Tablets are rapidly replacing clipboards to become the device of choice for project managers who value their efficiency in documenting project issues, new research shows.
Now Aconex, a provider of project management software for some of the biggest firms in engineering and construction, is jumping into the market fray with its own app for inspectors, Aconex Field.
Leigh Jasper, CEO of the Australian company with U.S. operations based in San Bruno, Calif., says the app addresses the pain points of building inspection, correction, re-inspection and closure. "It's a tool for the entire project and every company that touches processes or issues" on that project, he adds.
"One of the things we've done is build an app for construction guys—the ones with big hands and fat fingers who expect the touch-screen features of a tablet to be simple," Jasper says. "We're making [data entry] super easy so that anyone can pick this up and use it without any training."
The app offers features that field users expect, such as attaching marked-up photos to reports and assigning issues to relevant subcontractors on a project. It also tags issues with assignments, due dates and closure prompts. The app works when the user is offline and syncs up with the users' back office when a network connection is restored. Plus, it scans quick-response codes that increasingly are used to identify inspection locations.
If these features sound a lot like apps many project managers already are using, such as Vela Systems (now owned by Autodesk), Jasper says there's a difference.
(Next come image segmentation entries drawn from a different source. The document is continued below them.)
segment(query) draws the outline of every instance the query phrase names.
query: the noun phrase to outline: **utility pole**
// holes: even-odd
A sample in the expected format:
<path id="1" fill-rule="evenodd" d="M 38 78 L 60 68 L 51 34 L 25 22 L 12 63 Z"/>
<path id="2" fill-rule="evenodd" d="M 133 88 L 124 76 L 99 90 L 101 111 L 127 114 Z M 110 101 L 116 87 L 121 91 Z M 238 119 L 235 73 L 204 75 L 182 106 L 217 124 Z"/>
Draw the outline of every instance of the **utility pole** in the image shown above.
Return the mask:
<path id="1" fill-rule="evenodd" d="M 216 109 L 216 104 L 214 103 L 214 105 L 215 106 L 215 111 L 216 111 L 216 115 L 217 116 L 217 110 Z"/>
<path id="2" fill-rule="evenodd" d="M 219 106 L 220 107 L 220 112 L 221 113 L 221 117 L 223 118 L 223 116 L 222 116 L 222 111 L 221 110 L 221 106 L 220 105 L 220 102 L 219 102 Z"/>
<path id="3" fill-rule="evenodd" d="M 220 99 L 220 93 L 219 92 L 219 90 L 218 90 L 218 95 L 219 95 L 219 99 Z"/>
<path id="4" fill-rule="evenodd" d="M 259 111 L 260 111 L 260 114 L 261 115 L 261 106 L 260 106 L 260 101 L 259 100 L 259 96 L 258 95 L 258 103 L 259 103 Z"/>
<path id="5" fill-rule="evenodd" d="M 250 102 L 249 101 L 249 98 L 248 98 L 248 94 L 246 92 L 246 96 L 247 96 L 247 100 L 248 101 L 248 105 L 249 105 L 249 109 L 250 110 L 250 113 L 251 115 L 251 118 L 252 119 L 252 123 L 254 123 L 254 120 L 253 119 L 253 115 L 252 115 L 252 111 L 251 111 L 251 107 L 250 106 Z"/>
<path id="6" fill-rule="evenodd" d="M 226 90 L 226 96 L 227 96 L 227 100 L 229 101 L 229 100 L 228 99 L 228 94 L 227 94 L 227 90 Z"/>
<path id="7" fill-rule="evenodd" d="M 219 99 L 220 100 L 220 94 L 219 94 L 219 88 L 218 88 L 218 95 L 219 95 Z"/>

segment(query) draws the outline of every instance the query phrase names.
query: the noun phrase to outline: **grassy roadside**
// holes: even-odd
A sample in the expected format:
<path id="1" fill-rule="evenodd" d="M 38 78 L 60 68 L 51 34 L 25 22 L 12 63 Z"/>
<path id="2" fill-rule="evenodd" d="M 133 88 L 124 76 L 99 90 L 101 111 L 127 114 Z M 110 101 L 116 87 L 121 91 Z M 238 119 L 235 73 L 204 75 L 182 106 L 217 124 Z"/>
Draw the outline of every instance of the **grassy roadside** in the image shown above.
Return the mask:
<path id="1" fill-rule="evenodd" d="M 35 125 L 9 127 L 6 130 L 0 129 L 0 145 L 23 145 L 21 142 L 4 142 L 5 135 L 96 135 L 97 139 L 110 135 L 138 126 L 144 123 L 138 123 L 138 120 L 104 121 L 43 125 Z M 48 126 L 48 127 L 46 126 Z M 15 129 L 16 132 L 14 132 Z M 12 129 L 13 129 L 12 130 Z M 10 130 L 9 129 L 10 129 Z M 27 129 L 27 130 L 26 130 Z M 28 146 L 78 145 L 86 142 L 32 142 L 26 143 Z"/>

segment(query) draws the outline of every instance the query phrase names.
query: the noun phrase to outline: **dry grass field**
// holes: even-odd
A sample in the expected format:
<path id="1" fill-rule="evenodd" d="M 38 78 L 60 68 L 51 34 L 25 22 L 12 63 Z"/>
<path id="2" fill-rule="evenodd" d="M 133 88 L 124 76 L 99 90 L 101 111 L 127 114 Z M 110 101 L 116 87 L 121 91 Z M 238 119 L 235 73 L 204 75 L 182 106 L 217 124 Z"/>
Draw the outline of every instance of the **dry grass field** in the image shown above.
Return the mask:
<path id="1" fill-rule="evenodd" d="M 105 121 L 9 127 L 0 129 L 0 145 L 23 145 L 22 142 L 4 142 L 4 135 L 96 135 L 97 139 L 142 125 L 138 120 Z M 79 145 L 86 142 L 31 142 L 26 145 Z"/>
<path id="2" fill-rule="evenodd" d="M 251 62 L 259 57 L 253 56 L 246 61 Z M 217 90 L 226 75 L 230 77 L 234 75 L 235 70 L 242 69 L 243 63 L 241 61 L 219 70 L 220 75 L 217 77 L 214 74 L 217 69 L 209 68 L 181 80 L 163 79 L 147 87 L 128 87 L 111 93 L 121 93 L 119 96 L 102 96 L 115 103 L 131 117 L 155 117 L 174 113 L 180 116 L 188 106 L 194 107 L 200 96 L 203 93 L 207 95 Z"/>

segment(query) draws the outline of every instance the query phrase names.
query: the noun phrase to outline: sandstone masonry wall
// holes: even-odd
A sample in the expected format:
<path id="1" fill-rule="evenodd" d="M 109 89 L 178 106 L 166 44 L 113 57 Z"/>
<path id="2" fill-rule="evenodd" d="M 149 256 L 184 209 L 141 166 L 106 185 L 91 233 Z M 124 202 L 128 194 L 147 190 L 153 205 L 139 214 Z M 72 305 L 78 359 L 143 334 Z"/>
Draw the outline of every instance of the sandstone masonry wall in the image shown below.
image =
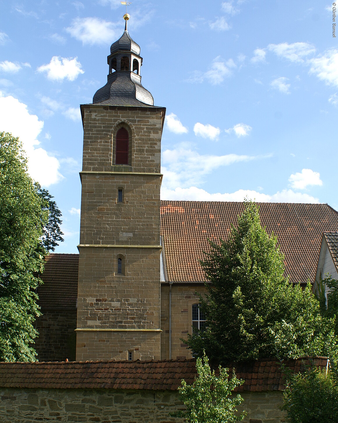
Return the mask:
<path id="1" fill-rule="evenodd" d="M 280 392 L 244 393 L 244 423 L 280 423 Z M 177 391 L 0 388 L 2 423 L 169 423 L 182 407 Z"/>
<path id="2" fill-rule="evenodd" d="M 75 359 L 76 310 L 41 310 L 35 327 L 39 332 L 34 347 L 39 361 Z"/>
<path id="3" fill-rule="evenodd" d="M 173 283 L 171 287 L 171 358 L 192 358 L 190 350 L 182 341 L 192 333 L 192 305 L 198 302 L 195 292 L 206 292 L 203 283 Z M 169 286 L 161 287 L 161 359 L 168 360 L 169 332 Z"/>
<path id="4" fill-rule="evenodd" d="M 133 360 L 159 360 L 164 109 L 91 104 L 82 110 L 76 359 L 126 360 L 131 353 Z M 129 134 L 128 163 L 117 165 L 122 127 Z"/>

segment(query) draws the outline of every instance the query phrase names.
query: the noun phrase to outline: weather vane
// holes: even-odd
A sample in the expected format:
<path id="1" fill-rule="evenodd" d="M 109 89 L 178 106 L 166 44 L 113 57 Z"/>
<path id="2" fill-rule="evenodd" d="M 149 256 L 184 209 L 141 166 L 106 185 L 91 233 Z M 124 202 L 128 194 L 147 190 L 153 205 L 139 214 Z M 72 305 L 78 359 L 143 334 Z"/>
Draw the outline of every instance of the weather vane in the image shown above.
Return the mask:
<path id="1" fill-rule="evenodd" d="M 126 13 L 128 13 L 128 11 L 127 10 L 127 6 L 129 6 L 132 3 L 129 1 L 121 1 L 121 4 L 123 4 L 124 6 L 126 6 Z"/>

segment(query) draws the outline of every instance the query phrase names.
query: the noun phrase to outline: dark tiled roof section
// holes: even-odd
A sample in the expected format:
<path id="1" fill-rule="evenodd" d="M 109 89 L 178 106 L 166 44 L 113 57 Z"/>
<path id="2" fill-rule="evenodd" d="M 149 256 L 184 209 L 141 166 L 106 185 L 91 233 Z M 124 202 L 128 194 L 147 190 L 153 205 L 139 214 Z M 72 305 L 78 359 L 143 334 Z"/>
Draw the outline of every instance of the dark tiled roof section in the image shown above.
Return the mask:
<path id="1" fill-rule="evenodd" d="M 116 71 L 108 75 L 106 85 L 93 98 L 94 104 L 113 106 L 154 105 L 154 99 L 141 83 L 141 77 L 132 72 Z"/>
<path id="2" fill-rule="evenodd" d="M 325 357 L 311 363 L 322 368 Z M 286 363 L 296 372 L 303 370 L 303 360 Z M 245 380 L 239 391 L 281 390 L 283 376 L 278 362 L 261 359 L 251 364 L 237 365 L 236 374 Z M 230 367 L 229 374 L 232 374 Z M 194 360 L 162 361 L 0 363 L 0 387 L 26 389 L 148 389 L 176 390 L 184 379 L 189 385 L 196 375 Z"/>
<path id="3" fill-rule="evenodd" d="M 332 260 L 338 272 L 338 232 L 325 232 L 324 236 Z"/>
<path id="4" fill-rule="evenodd" d="M 140 55 L 140 46 L 135 42 L 126 30 L 125 30 L 121 38 L 110 46 L 110 54 L 121 50 L 131 51 L 137 56 Z"/>
<path id="5" fill-rule="evenodd" d="M 78 254 L 48 254 L 38 288 L 42 309 L 74 310 L 77 298 Z"/>
<path id="6" fill-rule="evenodd" d="M 242 202 L 161 201 L 161 234 L 169 280 L 204 280 L 199 260 L 208 239 L 226 239 Z M 314 280 L 323 233 L 338 231 L 338 212 L 327 204 L 258 203 L 262 225 L 277 235 L 290 282 Z"/>

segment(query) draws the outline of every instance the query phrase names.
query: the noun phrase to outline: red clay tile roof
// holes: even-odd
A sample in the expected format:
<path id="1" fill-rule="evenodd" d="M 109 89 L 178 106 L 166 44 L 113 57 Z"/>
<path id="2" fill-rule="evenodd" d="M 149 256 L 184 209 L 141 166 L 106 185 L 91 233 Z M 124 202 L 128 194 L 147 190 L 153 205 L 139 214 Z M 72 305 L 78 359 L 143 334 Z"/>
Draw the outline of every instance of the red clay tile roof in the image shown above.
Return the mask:
<path id="1" fill-rule="evenodd" d="M 78 254 L 48 254 L 38 288 L 42 309 L 74 310 L 77 299 Z"/>
<path id="2" fill-rule="evenodd" d="M 338 232 L 324 232 L 324 236 L 335 268 L 338 272 Z"/>
<path id="3" fill-rule="evenodd" d="M 338 212 L 327 204 L 258 203 L 263 226 L 278 237 L 290 282 L 314 280 L 323 233 L 338 231 Z M 226 239 L 244 203 L 161 202 L 161 234 L 172 282 L 204 280 L 198 262 L 209 251 L 208 238 Z"/>
<path id="4" fill-rule="evenodd" d="M 327 360 L 315 357 L 313 364 L 325 368 Z M 308 360 L 306 359 L 307 363 Z M 293 371 L 304 369 L 303 360 L 286 364 Z M 245 380 L 239 391 L 281 390 L 283 376 L 278 362 L 261 359 L 237 365 L 237 377 Z M 232 374 L 231 368 L 230 374 Z M 26 389 L 149 389 L 175 390 L 182 379 L 192 383 L 196 375 L 194 360 L 0 363 L 0 387 Z"/>

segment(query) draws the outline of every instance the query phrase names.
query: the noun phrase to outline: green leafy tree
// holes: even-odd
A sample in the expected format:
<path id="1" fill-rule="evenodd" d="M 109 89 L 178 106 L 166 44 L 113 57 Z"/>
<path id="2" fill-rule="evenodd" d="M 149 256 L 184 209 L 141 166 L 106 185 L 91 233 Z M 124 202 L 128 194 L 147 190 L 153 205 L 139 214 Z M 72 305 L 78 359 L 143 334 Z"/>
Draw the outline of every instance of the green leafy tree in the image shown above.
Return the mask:
<path id="1" fill-rule="evenodd" d="M 186 406 L 171 415 L 183 418 L 190 423 L 233 423 L 242 420 L 245 412 L 240 414 L 237 407 L 243 401 L 238 394 L 233 391 L 244 383 L 234 374 L 229 379 L 229 369 L 219 367 L 219 376 L 212 371 L 208 357 L 204 354 L 203 360 L 197 359 L 196 367 L 198 376 L 194 383 L 187 385 L 183 380 L 179 387 L 181 399 Z"/>
<path id="2" fill-rule="evenodd" d="M 43 269 L 40 239 L 47 220 L 19 139 L 0 132 L 0 360 L 36 357 L 36 275 Z"/>
<path id="3" fill-rule="evenodd" d="M 289 423 L 338 421 L 338 386 L 331 373 L 310 367 L 292 374 L 284 391 L 283 409 Z"/>
<path id="4" fill-rule="evenodd" d="M 281 354 L 335 354 L 333 320 L 323 318 L 310 286 L 303 292 L 284 277 L 277 240 L 262 228 L 257 206 L 247 203 L 228 239 L 210 242 L 202 266 L 208 294 L 200 295 L 206 318 L 189 347 L 214 362 Z"/>
<path id="5" fill-rule="evenodd" d="M 62 214 L 56 203 L 52 200 L 54 197 L 51 195 L 48 190 L 42 188 L 38 182 L 35 182 L 34 185 L 38 195 L 42 200 L 44 210 L 48 212 L 48 221 L 42 229 L 41 243 L 46 251 L 54 251 L 55 247 L 59 245 L 58 242 L 63 241 L 63 234 L 60 229 L 62 223 L 60 217 Z"/>

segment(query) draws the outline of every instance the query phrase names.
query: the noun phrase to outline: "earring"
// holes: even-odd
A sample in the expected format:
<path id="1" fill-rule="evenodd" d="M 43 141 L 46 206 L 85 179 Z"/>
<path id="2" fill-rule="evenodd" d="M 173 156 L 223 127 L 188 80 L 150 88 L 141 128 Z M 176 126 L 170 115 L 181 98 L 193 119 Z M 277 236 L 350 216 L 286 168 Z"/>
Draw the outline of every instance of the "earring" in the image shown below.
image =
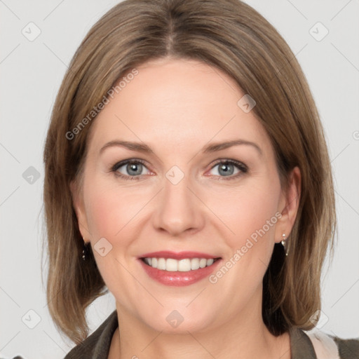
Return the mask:
<path id="1" fill-rule="evenodd" d="M 282 245 L 283 246 L 284 248 L 284 251 L 285 252 L 285 255 L 287 256 L 288 255 L 288 249 L 287 248 L 287 239 L 285 238 L 285 234 L 283 233 L 282 234 Z"/>
<path id="2" fill-rule="evenodd" d="M 82 250 L 82 260 L 86 261 L 86 260 L 87 247 L 86 247 L 86 243 L 85 242 L 85 238 L 83 237 L 82 239 L 83 239 L 83 249 Z"/>

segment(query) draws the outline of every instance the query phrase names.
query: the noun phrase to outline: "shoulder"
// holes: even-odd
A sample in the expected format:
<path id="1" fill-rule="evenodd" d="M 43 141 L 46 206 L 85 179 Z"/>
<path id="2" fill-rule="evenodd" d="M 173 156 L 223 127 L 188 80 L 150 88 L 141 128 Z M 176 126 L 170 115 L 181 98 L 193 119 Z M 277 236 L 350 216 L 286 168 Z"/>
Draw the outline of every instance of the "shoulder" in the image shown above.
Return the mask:
<path id="1" fill-rule="evenodd" d="M 344 339 L 316 328 L 302 332 L 311 340 L 317 359 L 359 359 L 359 338 Z"/>
<path id="2" fill-rule="evenodd" d="M 64 359 L 107 359 L 112 336 L 118 326 L 117 312 L 114 311 L 101 325 Z"/>

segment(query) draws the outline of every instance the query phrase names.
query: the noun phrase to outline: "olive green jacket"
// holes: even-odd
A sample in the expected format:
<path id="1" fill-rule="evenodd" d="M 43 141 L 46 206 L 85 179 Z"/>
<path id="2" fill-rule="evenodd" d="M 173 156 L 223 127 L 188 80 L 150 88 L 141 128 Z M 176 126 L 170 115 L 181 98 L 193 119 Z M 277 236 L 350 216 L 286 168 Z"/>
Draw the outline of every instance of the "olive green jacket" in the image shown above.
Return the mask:
<path id="1" fill-rule="evenodd" d="M 114 311 L 97 330 L 75 346 L 65 359 L 107 359 L 112 336 L 118 326 L 117 312 Z M 292 359 L 359 359 L 359 339 L 341 339 L 321 332 L 306 332 L 297 328 L 291 329 L 290 336 Z M 324 341 L 323 347 L 318 345 L 321 343 L 320 339 Z M 334 355 L 327 354 L 325 351 L 331 346 L 336 352 Z"/>

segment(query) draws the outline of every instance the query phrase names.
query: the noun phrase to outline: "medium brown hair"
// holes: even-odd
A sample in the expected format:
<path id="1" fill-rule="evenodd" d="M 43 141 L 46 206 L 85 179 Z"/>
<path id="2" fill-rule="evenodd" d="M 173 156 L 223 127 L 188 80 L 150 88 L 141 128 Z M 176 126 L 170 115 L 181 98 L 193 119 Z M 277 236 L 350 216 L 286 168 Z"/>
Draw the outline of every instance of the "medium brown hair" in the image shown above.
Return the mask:
<path id="1" fill-rule="evenodd" d="M 275 335 L 294 326 L 312 328 L 336 222 L 323 130 L 289 46 L 238 0 L 126 0 L 95 24 L 76 52 L 53 107 L 43 155 L 47 299 L 55 324 L 80 342 L 88 334 L 86 307 L 107 292 L 90 249 L 82 261 L 83 241 L 69 187 L 81 179 L 95 116 L 71 139 L 67 134 L 126 74 L 165 57 L 200 60 L 229 74 L 257 102 L 252 111 L 271 139 L 283 188 L 290 170 L 299 168 L 301 196 L 289 254 L 285 257 L 275 245 L 263 281 L 262 316 Z"/>

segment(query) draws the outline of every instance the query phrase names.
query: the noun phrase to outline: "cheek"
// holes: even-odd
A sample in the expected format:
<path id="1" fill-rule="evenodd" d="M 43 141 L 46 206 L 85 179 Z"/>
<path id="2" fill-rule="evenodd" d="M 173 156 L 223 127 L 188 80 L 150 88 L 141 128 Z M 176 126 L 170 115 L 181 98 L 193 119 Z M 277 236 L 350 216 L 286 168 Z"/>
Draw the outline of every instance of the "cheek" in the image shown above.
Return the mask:
<path id="1" fill-rule="evenodd" d="M 280 216 L 278 213 L 280 192 L 279 183 L 276 182 L 271 185 L 252 184 L 245 189 L 233 191 L 225 204 L 222 205 L 223 222 L 234 233 L 227 236 L 227 244 L 232 250 L 244 245 L 263 251 L 271 248 L 274 229 Z"/>
<path id="2" fill-rule="evenodd" d="M 123 238 L 126 226 L 135 220 L 147 196 L 138 191 L 118 189 L 107 181 L 93 180 L 85 198 L 88 229 L 93 240 L 105 237 L 112 242 Z"/>

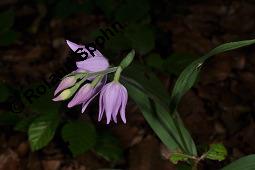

Aconex is using application programming interfaces (APIs) to pass field data into its customers' back-end project management systems with increasing granularity. "We have built an integrated suite [of mobile field products] that also handle document control, correspondence management, task management, workflows and now field apps," Jasper says.
The ability to integrate jobsite data with a firm's back- office Enterprise Resource Planning (ERP) system is becoming a key differentiator among a growing list of field app providers—such as Meridian Systems' Prolog—again with good reason.
According to research by ENR's parent, McGraw-Hill Construction, 97% of general contractors use some kind of mobile device on jobsites, mostly smartphones.
However, tablet use is accelerating: In MHC's research, 62% of large general contracting firms surveyed expect to use iPads on jobs by 2015.